Além disso, o Superman foi escondido num celeiro e Jesus também nasceu numa espécie de celeiro. Aos 30 anos, o Superman começa sua jornada pública, na mesma idade que Jesus inicia seu ministério.

“Superman luta pela verdade e justiça, assim como Jesus. Aliás, esses são os princípios bíblicos para as grandes missões relatadas na Bíblia”, enfatizou. “Outro simbolismo que liga Superman a Deus e à Bíblia é o triângulo em seu peito, que é o símbolo da trindade — Pai, Filho e Espírito Santo”, arrematou.

Assista:

Falta de liberdade de expressão

Mas a imagem original do Superman tem sido deturpada ao longo dos anos. Entre tantos detalhes apresentados pelo youtuber, um dos mais especiais é “o Superman se sacrificando para salvar a humanidade, assim como fez Jesus”.

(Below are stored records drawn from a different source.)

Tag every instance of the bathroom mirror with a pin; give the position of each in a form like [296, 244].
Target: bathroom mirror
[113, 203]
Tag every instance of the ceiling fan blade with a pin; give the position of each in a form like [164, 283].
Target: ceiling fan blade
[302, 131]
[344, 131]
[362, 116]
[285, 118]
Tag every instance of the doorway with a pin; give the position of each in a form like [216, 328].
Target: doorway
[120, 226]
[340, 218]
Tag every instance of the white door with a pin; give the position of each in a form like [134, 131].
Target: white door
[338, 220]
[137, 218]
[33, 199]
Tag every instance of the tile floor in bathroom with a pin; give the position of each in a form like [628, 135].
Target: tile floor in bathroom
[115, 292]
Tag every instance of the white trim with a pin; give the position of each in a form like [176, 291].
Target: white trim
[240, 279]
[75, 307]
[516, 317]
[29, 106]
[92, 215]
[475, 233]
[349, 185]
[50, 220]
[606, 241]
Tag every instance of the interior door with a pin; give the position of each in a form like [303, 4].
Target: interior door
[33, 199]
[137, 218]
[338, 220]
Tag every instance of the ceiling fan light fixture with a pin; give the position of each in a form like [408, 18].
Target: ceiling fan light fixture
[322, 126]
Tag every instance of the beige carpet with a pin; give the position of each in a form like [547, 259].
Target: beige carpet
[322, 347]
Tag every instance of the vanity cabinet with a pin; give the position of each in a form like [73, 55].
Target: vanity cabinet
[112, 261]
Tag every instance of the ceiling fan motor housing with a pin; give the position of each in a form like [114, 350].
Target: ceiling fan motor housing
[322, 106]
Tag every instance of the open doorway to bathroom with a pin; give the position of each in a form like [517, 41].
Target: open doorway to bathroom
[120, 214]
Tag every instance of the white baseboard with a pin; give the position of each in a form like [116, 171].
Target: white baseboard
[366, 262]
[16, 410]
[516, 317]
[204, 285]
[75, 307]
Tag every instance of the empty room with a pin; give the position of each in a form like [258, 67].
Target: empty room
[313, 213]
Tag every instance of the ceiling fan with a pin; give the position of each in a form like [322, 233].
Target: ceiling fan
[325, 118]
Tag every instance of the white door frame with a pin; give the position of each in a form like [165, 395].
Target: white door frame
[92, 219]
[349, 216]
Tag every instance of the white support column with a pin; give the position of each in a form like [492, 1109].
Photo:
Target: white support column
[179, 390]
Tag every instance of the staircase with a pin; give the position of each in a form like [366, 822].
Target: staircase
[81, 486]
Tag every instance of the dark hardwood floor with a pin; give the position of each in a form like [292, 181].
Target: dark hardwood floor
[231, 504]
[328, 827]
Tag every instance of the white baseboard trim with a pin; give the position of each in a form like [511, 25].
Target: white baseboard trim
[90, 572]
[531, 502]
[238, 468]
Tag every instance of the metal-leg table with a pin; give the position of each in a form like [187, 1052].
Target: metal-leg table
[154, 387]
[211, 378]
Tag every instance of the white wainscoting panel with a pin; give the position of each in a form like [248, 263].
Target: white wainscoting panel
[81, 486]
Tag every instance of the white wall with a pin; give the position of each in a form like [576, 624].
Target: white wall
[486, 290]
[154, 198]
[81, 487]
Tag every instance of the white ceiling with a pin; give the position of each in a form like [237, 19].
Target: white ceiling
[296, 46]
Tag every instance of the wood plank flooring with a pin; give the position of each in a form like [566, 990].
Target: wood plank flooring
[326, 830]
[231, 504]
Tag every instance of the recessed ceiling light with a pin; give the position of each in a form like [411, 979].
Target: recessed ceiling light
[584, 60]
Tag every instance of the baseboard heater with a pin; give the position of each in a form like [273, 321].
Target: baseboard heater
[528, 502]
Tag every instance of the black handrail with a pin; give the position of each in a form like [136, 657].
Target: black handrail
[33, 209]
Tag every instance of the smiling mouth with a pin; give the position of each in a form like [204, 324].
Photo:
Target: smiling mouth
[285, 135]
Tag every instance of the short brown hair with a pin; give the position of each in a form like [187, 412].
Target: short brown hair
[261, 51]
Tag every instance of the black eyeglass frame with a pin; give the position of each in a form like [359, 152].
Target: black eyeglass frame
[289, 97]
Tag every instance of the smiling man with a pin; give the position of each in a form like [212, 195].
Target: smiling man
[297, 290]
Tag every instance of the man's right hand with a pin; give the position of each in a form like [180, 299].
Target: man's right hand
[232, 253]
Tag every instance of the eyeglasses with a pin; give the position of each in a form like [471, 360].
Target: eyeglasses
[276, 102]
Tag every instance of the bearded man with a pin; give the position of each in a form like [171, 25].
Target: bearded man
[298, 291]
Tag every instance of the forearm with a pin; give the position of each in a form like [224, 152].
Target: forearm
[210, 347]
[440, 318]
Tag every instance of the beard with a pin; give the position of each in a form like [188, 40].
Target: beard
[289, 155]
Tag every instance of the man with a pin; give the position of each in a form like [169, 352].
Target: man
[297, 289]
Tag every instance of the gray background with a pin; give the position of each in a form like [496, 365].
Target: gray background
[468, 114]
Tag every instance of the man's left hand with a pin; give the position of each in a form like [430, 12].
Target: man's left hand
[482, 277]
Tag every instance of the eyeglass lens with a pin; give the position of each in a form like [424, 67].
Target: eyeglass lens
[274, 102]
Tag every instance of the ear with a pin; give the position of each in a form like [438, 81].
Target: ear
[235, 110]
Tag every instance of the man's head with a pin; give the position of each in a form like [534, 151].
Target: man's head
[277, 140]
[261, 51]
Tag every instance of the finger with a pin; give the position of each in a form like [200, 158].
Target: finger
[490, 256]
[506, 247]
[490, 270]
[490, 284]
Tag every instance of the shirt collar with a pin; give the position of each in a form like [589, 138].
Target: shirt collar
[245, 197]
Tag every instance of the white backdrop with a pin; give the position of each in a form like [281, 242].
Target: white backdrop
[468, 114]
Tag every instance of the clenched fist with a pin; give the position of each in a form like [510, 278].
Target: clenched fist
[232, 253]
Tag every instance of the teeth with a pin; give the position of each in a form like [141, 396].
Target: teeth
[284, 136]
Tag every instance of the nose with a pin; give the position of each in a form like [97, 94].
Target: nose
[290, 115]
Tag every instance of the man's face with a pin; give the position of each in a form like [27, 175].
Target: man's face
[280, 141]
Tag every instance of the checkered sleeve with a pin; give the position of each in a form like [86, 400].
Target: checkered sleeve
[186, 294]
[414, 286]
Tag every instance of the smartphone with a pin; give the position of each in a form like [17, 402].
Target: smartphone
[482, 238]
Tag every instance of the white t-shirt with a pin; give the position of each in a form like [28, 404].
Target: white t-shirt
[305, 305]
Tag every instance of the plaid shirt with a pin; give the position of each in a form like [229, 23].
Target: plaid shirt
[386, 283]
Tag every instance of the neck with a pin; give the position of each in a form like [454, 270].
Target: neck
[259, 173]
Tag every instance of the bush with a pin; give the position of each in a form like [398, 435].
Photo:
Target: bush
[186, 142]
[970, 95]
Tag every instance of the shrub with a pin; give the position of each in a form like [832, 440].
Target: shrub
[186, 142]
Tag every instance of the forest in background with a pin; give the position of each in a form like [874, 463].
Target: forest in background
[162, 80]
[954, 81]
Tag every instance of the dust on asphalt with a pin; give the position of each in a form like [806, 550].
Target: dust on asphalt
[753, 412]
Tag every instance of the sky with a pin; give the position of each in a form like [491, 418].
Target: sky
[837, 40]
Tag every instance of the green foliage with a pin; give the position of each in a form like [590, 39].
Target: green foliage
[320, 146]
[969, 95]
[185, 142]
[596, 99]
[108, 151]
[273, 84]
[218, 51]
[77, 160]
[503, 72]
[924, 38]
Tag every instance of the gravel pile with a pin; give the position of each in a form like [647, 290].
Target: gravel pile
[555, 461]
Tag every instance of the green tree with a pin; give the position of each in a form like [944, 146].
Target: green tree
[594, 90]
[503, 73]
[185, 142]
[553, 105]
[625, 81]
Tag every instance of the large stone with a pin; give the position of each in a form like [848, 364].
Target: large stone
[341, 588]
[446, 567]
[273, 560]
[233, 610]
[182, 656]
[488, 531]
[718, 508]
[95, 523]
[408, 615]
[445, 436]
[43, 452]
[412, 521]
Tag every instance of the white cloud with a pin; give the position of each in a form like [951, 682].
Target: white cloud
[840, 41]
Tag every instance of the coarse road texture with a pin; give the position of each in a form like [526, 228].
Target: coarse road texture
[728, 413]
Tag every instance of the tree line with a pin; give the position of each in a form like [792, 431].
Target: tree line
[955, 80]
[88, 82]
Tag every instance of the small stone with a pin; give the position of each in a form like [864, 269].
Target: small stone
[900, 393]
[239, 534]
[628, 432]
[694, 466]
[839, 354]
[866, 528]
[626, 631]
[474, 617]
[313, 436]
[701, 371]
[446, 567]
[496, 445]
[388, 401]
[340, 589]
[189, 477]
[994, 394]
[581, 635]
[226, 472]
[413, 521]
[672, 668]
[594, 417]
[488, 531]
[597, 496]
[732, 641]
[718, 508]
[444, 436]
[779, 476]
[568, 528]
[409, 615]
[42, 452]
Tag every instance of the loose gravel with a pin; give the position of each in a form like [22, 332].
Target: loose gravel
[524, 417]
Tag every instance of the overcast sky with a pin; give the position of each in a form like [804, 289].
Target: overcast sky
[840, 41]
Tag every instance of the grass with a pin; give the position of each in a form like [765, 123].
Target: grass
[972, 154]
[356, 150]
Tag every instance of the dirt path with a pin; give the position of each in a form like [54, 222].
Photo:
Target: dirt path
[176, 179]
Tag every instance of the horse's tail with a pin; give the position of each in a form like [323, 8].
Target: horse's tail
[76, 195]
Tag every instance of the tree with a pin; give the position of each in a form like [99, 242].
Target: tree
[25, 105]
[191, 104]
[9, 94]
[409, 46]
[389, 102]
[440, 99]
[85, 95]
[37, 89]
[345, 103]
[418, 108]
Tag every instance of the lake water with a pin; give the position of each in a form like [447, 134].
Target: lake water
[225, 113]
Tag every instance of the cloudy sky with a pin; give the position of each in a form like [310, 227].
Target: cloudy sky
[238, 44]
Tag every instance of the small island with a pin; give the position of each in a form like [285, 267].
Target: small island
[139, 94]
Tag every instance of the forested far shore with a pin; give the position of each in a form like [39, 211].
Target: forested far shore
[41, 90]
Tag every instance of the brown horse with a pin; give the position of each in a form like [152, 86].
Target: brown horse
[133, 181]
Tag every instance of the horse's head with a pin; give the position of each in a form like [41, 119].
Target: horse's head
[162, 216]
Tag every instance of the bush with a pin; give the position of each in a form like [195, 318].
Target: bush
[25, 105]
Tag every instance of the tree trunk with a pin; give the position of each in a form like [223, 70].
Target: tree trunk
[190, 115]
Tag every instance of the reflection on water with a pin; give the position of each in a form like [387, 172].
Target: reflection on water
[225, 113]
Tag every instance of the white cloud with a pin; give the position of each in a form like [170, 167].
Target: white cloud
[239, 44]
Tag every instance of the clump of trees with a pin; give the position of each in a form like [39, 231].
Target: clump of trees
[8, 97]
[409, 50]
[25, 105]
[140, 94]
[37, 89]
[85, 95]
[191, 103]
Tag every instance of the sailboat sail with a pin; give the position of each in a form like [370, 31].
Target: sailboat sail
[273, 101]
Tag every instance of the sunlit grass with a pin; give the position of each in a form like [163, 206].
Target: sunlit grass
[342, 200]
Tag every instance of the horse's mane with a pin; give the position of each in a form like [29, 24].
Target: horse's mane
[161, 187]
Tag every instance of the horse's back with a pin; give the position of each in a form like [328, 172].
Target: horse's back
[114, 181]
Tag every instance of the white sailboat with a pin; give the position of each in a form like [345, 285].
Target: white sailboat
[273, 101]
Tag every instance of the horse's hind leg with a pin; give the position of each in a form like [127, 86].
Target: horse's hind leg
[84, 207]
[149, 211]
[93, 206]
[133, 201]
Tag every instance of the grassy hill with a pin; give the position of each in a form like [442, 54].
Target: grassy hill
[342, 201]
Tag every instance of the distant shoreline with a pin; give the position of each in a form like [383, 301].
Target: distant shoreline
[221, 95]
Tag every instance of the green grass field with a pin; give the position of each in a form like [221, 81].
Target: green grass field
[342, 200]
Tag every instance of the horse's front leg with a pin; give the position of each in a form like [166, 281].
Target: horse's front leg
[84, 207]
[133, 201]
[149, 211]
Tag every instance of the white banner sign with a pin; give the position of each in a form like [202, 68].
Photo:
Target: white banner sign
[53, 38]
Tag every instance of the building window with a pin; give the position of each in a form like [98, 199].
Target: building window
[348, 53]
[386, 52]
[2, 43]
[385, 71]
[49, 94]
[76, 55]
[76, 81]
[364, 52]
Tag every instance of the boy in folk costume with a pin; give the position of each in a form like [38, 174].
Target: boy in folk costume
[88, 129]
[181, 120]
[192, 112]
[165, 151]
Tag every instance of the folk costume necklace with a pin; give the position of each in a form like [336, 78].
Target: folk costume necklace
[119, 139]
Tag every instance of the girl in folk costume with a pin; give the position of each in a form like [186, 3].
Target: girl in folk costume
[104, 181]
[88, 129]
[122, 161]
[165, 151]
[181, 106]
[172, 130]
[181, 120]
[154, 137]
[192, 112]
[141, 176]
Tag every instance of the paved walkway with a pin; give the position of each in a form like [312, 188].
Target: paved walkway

Na atualidade, alterar o ícone Superman para agradar aos anseios modernos não é algo que agrada aos fãs e nem aqueles que lutam para guardar valores e preceitos bíblicos.

Foi o que aconteceu nas últimas semanas com o jogador de vôlei, Maurício Souza, que teve seu contrato com o Minas Tênis Clube rescindido por expressar sua opinião contrária à inversão de valores através do personagem Superman.

Ele postou em seu Instagram a foto do Superman atual, Joe Kent (filho de Clark Kent) beijando outro homem e comentou: “Ah, é só um desenho, não é nada demais. Vai nessa que vai ver onde vamos parar”.

Suas poucas palavras bastaram para que fosse tachado de homofóbico e ainda punido como se fosse um criminoso. Esta parece ser a cultura do cancelamento em ação.

“Infelizmente, chegamos a esse ponto. Não podemos mais colocar os valores acima de tudo”, disse o atleta que luta para “defender aquilo o que acredita ser certo”.

“Lutar pelo que se acredita é para poucos. Pelos meus valores, crenças e propósitos eu irei até o fim. Custe o que custar. Prezo por tudo o que Deus deixou na Bíblia e não sou homofóbico porque penso diferente”, defendeu.